Cultures
Protecting the world’s last indigenous cultures could save life on earth
It is no easy battle protecting the rights of indigenous people living in the untouched areas of the world. The murders of Honduran human rights defender Berta Caceres and Ecuadorian indigenous rights and anti-mining activist José Isidro Tendetza Antún prior to that, as well as anti-logging campaigner Edwin Chota and others before that are sufficient examples enough—although only a few of many. For as vehemently as the indigenous wish to remain left alone in their remote home regions, those who wish to exploit them for the rich resources of their lands are just as voraciously chomping at the bit. From illegal loggers to drug traffickers, miners, multinational oil and gas companies and those who wish to clear the land for agriculture appear to see that land as up for grabs and most suitably theirs—even though International Law “recognizes the Indians’ land as their own to use as they wish.”
Although most indigenous tribes in the above named regions of the rainforest prefer to keep to themselves and make it known in various ways, something is causing them to emerge and make contact with outside human groups—groups they’ve been silently watching, but primarily avoiding, for a very long time. Why are they coming out even though their preference is to remain safely hidden in their tribal homes, protected from the potential health threat and even death of first contact with outside groups? Perhaps because they aren’t so safe in there anymore. Reports of brutal murders of the indigenous occurring in the tribal areas have come out, and the assailants still remain at large.
Meanwhile, in Peru during this past month, gold mining activity (a major cause of deforestation in Peru’s Amazon) is putting the area’s environmental resources at risk in multiple ways. According to the president of the regional indigenous organization, ORPIAN-P., Edwin Montenegro, “70,000 indigenous Awajúns and Wampís are at risk from such mining operations because of the impacts on the forests, biodiversity and rivers, which they depend on for their lives and livelihoods. Our way of washing is using the river, the streams, and we drink from them too. That’s why it’s important that we can’t allow mining. [The miners] extract gold from the river, they put in the mercury, that’s what the fish drink, and then that’s what we could eat. That’s why there’s so much concern about it. In addition, they’re taking out trees, they’re chopping them down. The biological diversity, flora and fauna. . . All disappearing.”
At the same time, with mining operations being near some remarkably poor village areas, some of the village inhabitants are showing receptivity to the idea of working for the miners in hopes to alleviate their own poverty, and are thus less resistant to their operations, even when obviously illegal and ultimately contaminating the local environment.

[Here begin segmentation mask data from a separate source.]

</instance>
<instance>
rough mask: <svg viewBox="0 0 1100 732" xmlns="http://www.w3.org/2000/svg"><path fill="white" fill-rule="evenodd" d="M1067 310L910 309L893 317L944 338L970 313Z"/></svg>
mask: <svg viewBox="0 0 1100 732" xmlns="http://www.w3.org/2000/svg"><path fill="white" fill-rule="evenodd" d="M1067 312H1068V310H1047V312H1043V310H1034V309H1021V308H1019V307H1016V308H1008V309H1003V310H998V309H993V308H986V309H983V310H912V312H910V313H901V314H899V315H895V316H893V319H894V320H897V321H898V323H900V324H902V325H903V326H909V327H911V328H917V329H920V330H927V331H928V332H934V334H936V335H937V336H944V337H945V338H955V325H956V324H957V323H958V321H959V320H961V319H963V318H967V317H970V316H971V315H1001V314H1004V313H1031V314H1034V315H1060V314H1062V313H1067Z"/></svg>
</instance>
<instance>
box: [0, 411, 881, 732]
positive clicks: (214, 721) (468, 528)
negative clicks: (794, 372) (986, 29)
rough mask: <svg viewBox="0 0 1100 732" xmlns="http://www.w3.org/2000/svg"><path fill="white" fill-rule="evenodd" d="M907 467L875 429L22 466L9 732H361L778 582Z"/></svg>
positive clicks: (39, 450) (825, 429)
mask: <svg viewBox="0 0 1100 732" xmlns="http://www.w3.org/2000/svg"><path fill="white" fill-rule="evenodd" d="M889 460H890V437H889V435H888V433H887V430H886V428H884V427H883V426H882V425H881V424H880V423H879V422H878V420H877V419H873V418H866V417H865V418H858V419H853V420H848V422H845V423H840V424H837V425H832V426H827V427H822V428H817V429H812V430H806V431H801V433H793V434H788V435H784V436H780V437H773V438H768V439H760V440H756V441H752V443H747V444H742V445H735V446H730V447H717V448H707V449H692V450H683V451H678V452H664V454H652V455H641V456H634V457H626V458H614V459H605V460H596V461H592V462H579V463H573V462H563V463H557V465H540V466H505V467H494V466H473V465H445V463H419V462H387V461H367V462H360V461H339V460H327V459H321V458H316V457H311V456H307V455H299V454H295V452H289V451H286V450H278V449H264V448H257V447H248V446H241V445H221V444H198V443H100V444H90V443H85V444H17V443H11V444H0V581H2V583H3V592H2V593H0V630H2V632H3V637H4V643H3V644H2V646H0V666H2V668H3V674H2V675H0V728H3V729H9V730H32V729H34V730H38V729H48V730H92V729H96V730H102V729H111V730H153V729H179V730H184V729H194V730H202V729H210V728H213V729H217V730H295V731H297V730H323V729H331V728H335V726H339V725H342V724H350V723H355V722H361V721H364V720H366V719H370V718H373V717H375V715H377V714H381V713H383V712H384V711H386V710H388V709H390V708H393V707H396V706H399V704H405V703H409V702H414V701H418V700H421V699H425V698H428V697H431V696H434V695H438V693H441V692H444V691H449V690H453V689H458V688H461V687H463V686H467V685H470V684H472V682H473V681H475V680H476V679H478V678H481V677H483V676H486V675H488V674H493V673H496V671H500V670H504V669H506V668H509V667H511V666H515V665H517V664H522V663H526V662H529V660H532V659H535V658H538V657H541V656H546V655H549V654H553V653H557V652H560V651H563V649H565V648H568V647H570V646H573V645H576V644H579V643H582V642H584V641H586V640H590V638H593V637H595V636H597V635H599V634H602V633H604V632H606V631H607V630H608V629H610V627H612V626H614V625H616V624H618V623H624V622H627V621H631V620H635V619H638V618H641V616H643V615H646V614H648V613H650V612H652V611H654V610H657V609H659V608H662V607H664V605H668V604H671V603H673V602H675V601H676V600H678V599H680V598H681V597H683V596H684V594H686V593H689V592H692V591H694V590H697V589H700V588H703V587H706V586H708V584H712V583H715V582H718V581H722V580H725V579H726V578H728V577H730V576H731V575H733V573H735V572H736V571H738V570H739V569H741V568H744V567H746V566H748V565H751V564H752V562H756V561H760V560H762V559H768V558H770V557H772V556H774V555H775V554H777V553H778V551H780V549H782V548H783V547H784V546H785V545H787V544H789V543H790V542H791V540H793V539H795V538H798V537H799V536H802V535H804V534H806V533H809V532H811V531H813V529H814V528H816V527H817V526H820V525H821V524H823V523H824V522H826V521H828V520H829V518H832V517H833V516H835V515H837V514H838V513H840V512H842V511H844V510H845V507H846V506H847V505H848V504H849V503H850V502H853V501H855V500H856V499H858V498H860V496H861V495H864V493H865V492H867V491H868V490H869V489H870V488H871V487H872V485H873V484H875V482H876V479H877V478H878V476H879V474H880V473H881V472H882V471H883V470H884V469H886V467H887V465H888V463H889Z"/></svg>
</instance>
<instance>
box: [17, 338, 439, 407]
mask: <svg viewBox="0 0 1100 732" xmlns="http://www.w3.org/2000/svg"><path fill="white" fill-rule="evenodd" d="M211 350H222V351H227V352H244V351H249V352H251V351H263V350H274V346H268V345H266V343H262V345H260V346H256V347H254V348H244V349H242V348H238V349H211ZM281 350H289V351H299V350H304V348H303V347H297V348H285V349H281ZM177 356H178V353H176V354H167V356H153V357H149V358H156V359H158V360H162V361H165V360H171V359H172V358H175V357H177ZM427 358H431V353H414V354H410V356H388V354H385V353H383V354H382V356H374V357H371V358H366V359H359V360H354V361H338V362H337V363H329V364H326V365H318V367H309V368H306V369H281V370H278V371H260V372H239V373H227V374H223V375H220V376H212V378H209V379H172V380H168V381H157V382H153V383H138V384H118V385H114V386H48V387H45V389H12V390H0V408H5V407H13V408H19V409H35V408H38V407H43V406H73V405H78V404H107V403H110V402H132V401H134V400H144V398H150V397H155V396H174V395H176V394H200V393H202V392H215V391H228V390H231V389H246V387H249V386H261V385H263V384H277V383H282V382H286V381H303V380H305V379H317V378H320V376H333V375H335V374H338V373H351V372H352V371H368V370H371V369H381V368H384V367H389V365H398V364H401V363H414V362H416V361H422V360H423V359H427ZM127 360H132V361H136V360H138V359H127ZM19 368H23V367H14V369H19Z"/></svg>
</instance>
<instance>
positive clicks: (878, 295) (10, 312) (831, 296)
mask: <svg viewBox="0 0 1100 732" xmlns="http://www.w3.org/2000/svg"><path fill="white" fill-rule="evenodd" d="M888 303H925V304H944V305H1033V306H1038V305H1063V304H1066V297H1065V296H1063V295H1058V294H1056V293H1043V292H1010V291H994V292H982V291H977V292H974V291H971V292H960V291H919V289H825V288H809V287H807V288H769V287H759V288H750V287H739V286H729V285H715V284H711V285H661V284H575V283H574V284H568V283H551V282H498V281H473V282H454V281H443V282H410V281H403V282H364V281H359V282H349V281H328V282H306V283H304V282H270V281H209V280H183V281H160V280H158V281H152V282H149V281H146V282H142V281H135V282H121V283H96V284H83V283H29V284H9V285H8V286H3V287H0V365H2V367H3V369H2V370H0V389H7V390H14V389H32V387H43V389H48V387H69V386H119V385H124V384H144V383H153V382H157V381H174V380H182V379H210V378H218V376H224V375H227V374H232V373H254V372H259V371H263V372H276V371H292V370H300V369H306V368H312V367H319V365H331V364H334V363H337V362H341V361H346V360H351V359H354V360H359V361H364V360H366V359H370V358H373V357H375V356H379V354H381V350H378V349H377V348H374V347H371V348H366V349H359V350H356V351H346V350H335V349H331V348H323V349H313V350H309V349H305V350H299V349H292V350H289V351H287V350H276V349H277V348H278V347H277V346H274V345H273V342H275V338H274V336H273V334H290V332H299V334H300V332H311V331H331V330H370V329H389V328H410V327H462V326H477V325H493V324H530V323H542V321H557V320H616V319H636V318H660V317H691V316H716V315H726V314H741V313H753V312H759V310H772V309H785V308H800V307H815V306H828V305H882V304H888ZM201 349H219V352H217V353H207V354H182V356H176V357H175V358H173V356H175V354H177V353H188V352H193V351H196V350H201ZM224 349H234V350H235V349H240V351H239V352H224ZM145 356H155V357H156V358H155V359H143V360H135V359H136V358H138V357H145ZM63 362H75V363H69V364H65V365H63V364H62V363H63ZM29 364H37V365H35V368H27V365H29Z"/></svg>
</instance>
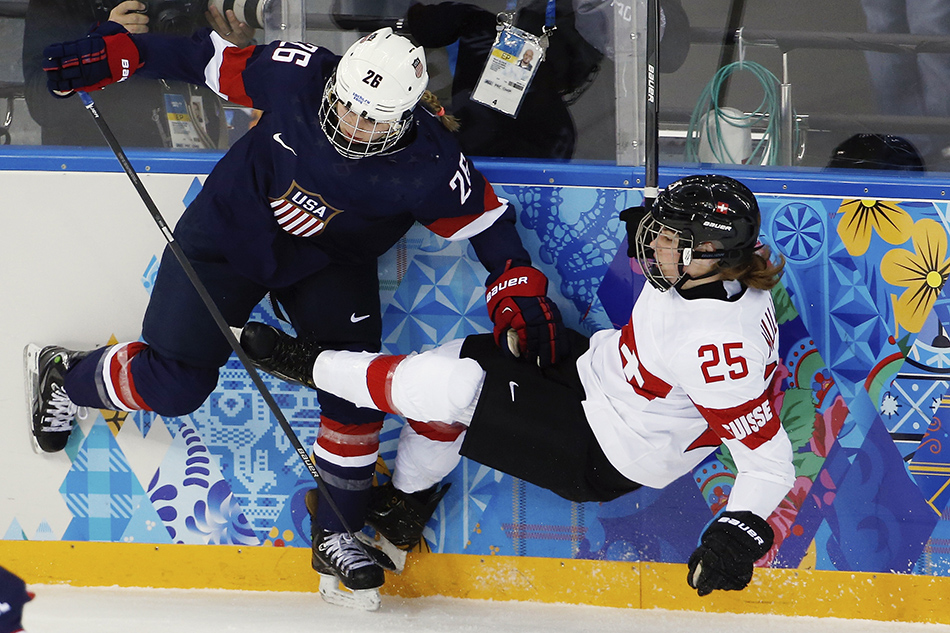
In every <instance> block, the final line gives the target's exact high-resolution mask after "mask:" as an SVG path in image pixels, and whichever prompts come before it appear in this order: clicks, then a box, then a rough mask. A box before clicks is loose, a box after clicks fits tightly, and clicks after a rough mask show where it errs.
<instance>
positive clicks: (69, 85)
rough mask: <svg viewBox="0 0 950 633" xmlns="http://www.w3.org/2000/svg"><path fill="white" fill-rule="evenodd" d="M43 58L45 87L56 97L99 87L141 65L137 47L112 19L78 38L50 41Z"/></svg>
mask: <svg viewBox="0 0 950 633" xmlns="http://www.w3.org/2000/svg"><path fill="white" fill-rule="evenodd" d="M43 58H44V62H43V70H45V71H46V86H47V87H48V88H49V91H50V92H51V93H53V96H56V97H68V96H69V95H71V94H72V93H73V92H75V91H76V90H83V91H85V92H92V91H93V90H99V89H100V88H102V87H104V86H108V85H109V84H111V83H115V82H117V81H124V80H126V79H128V78H129V77H131V76H132V73H134V72H135V71H136V70H138V69H139V68H141V67H142V62H141V60H140V59H139V49H138V47H136V46H135V42H133V41H132V38H131V37H129V32H128V31H126V30H125V29H124V28H123V27H122V26H121V25H119V24H117V23H115V22H105V23H103V24H100V25H99V26H98V27H96V29H95V30H94V31H92V33H90V34H89V35H87V36H86V37H84V38H82V39H81V40H75V41H73V42H64V43H61V44H51V45H50V46H47V47H46V48H45V49H44V50H43Z"/></svg>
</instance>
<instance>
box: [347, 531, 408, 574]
mask: <svg viewBox="0 0 950 633" xmlns="http://www.w3.org/2000/svg"><path fill="white" fill-rule="evenodd" d="M356 538H358V539H359V540H361V541H363V542H364V543H366V544H367V545H369V546H370V547H371V548H372V550H373V551H371V552H367V553H368V554H369V555H370V556H373V558H374V559H375V560H376V564H377V565H379V566H380V567H382V568H383V569H385V570H386V571H391V572H393V573H394V574H401V573H402V572H403V570H404V569H405V568H406V551H405V550H401V549H399V548H398V547H396V546H395V545H393V543H392V541H390V540H389V539H388V538H386V537H385V536H383V535H382V534H380V533H379V532H377V533H376V536H370V535H369V534H366V533H365V532H357V533H356ZM377 552H379V553H380V554H382V555H383V556H385V557H386V559H385V560H383V559H382V556H377V555H376V553H377Z"/></svg>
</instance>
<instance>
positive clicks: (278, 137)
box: [274, 132, 297, 156]
mask: <svg viewBox="0 0 950 633" xmlns="http://www.w3.org/2000/svg"><path fill="white" fill-rule="evenodd" d="M281 134H283V132H278V133H277V134H275V135H274V140H275V141H277V142H278V143H280V146H281V147H283V148H284V149H285V150H287V151H288V152H291V153H292V154H293V155H294V156H296V155H297V152H295V151H294V148H293V147H290V146H289V145H287V143H284V141H283V140H281V138H280V135H281Z"/></svg>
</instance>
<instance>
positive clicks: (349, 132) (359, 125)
mask: <svg viewBox="0 0 950 633" xmlns="http://www.w3.org/2000/svg"><path fill="white" fill-rule="evenodd" d="M335 85H336V73H334V74H333V76H332V77H331V78H330V81H328V82H327V85H326V88H324V89H323V100H322V102H321V104H320V125H321V126H322V127H323V131H324V132H325V133H326V135H327V139H328V140H329V141H330V144H331V145H333V147H334V148H335V149H336V151H338V152H339V153H340V154H341V155H343V156H345V157H346V158H364V157H366V156H373V155H376V154H382V153H383V152H385V151H386V150H388V149H390V148H392V147H393V146H394V145H395V144H396V143H398V142H399V139H401V138H402V137H403V135H404V134H405V133H406V130H408V129H409V127H410V124H411V123H412V111H411V110H410V111H407V112H406V113H405V115H404V116H403V118H401V119H397V120H394V121H375V120H373V119H372V118H370V117H369V116H367V114H366V111H365V110H361V111H357V110H355V109H353V107H352V104H351V103H349V102H347V103H344V102H343V101H342V100H341V99H340V98H339V97H338V96H337V94H336V91H335V90H334V87H335ZM338 104H339V107H338ZM341 111H342V114H341ZM351 112H352V113H355V114H357V115H358V116H359V117H360V119H361V121H360V123H359V126H360V127H359V130H360V132H359V133H360V135H361V136H363V137H365V138H367V139H368V140H367V141H365V142H364V141H360V140H357V139H355V138H353V133H354V128H353V125H352V124H351V123H349V121H350V120H351V118H346V117H347V115H348V114H349V113H351ZM344 118H346V122H345V121H344ZM352 119H354V120H355V118H352Z"/></svg>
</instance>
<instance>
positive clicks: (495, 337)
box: [485, 262, 570, 367]
mask: <svg viewBox="0 0 950 633" xmlns="http://www.w3.org/2000/svg"><path fill="white" fill-rule="evenodd" d="M510 265H511V264H510V262H509V266H510ZM547 290H548V278H547V277H545V276H544V273H542V272H541V271H540V270H538V269H536V268H532V267H531V266H515V267H514V268H509V267H507V266H506V267H505V271H504V272H503V273H502V274H501V276H500V277H498V278H497V279H496V280H495V281H494V282H492V283H491V285H489V286H488V289H487V291H486V292H485V300H486V301H487V303H488V315H489V316H490V317H491V320H492V322H493V323H494V325H495V327H494V333H493V334H494V337H495V343H496V344H497V345H498V346H499V347H500V348H501V349H502V351H503V352H504V353H506V354H509V355H511V356H514V357H525V358H527V359H528V360H530V361H532V362H537V364H538V365H539V366H540V367H548V366H550V365H553V364H554V363H556V362H557V361H559V360H561V359H562V358H565V357H566V356H567V355H568V354H569V353H570V348H569V343H568V339H567V333H566V331H565V329H564V323H563V322H562V321H561V313H560V311H559V310H558V309H557V306H556V305H555V304H554V302H553V301H551V300H550V299H548V298H547Z"/></svg>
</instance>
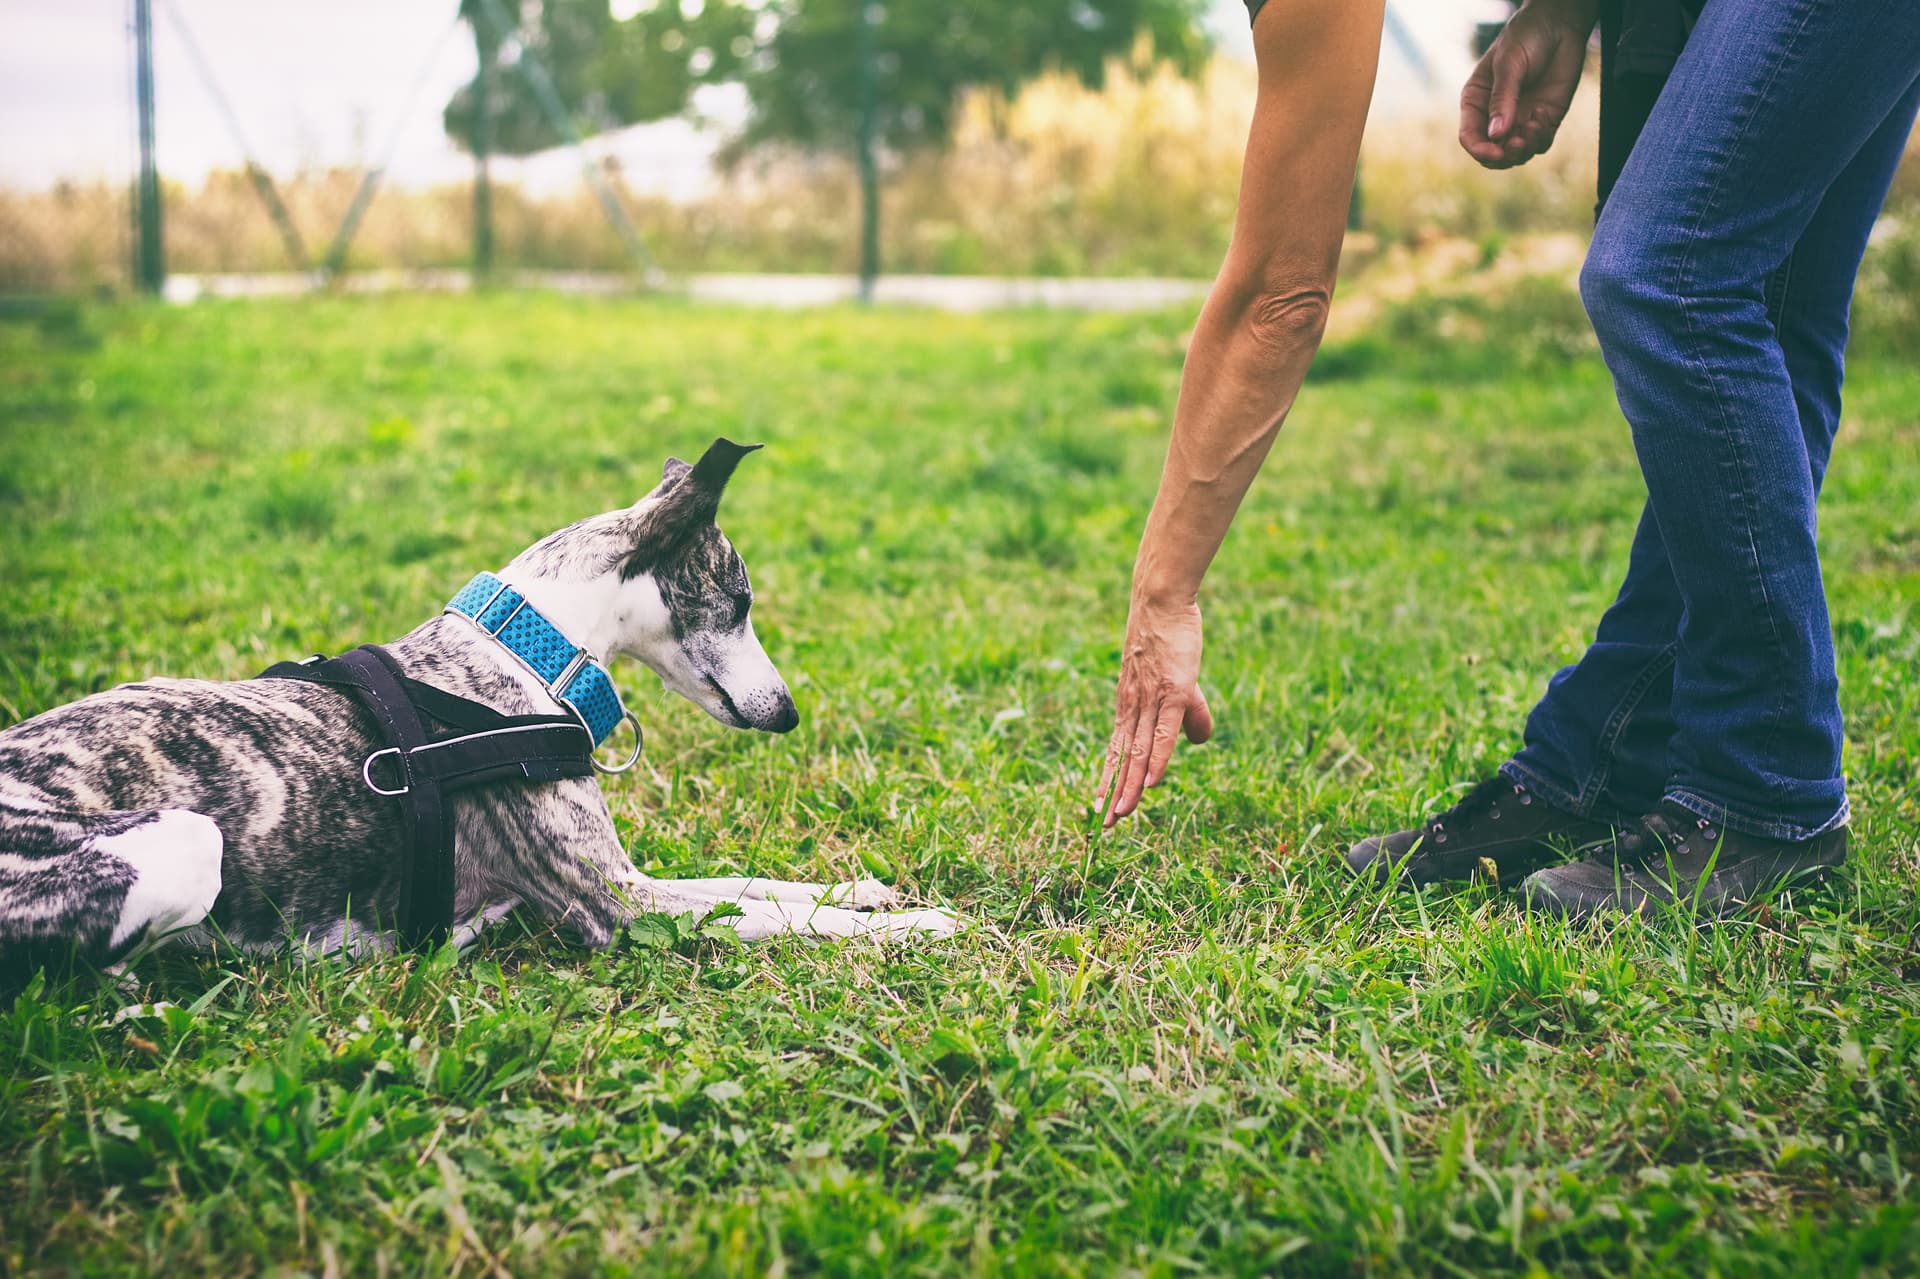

According to DAR (Derecho Ambiente y Recursos Naturales) consultant Claudia Ramirez Farro, “In order to understand this complex situation it must be taken into account that these are areas of extreme poverty,” Ramirez Farro says. “Money is scarce and so illegal activities like logging or mining sometimes happen in indigenous territories with the “permission” of a particular group that hopes to benefit in some way.” Also unfortunate in this way is the tricking and auctioning of young girls to the miners for prostitution, a new low for the area.
Aside from the urgency to protect indigenous cultures for their own sake, a push toward protecting them for the sake of preserving the species-rich ecosystems of rainforests for all of humanity’s sake seems equally crucial. Since the Center for Biological Diversity reports deforestation as a major component of the currently ongoing sixth mass extinction of our planet, we should probably get involved on a larger scale in defense of these regions. According to scientist Wayne Walker, “The territories of Amazonian indigenous peoples store almost a third of the region’s aboveground carbon. That is more forest carbon than is contained in some of the most carbon-rich tropical countries, including Indonesia and the Democratic Republic of the Congo.”
In addition, and likely the point of greatest urgency in the issue is, as stated by the area’s Woods Hole report, “Failure to protect this land…raises the odds of “dieback,” a dreaded feedback loop scenario in which climate change causes wilting forests to begin releasing their own carbon. Releasing the carbon currently at risk in Amazon [indigenous territories] alone — equivalent to clearing all of Peru’s forests — would increase the probability of Amazon dieback, with deleterious and potentially irreversible effects on the atmosphere and the planet.”
If we don’t get involved for any other reason, there is the ultimate destruction of the planet as a final result. Perhaps we should confront our governments and industry leaders to let them know how we feel about these matters sooner than later.